Overview of the system architecture
Even if you work on this system on a daily basis it is often beneficial to take a step back and view your system as a whole. Try to visualize it using a (virtual) whiteboard and diagrams. This brings everyone up to date, maybe someone missed changes over their vacation or was just too busy to notice. Having this, often proved useful in the past – it strengthens the communication in your team about the system.
Designing Test Cases / Experiments
With the architecture in mind we brainstorm for meaningful experiments. Ask yourself how the application behaves under certain conditions. Starting with fundamental experiments, like:
- How big is the impact when a single instance fails?
- Are all requests handled successfully when doing a rolling update?
- Is the instance restarted when the underlying host was rebooted?
- Then you can continue with more slightly advanced experiments like:
- What happens if external service XYZ is not available?
- Can we still process requests when the message queue is full?
- Is the application still working when the database has a failover?
For each test case, design an experiment. First define a steady state: What application behavior do you expect, e.g.: “5,000 requests per minute on the index page are handled 99% successfully within one second.”
Next hypothesize how the application will behave under given conditions: “When a single container is restarted the steady state is still given”
Now you need to define what target is how to attack. Typically you first start with a small blast radius (e.g. a single instance) and then increase it when successful (e.g. multiple instances or an entire zone).
Executing the Experiments
First: If you know that a designed experiment will fail for a known specific reason, fix the issue first and then come back to the experiment later.
Verify that you have all necessary metrics and monitoring in place, so that you notice when things don’t run as planned and be prepared to stop the experiment. Now you’re ready to start the experiment. Before injecting the failures check if the steady state is given – you won’t get useful results when exploring an unstable system.
While running the experiment, observe the steady state and have a look at your monitoring. Do you see the expected behavior or any unforeseen issues up- or downstream? It is good to collect and record all necessary information – this will help you afterwards when you investigate and fix the issues that you discovered.
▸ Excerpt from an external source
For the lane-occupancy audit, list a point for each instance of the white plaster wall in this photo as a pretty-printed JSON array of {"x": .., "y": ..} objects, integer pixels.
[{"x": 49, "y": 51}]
After running the experiments, it’s a good time to review all the executed experiments, starting with the ones showing unexpected results. It’s like doing an analysis as if an incident has happened – but in a controlled manner and without all the fuss. File new issues in your bug tracker, so the issues get resolved and can be retested next time. If only small changes are needed, e.g. your monitoring or application configuration, you may want to do them right away – but don’t forget to retest. For successful experiments, especially if they verify crucial behavior, you should talk about whether it is worth to automate these.
As you can see, it is not much effort to organize a GameDay and it does not require any time-consuming preparations. With the first GameDay you can already identify important weak points, whose elimination lets you sleep better. Repeating the exercise will sustainably improve the operation of your system.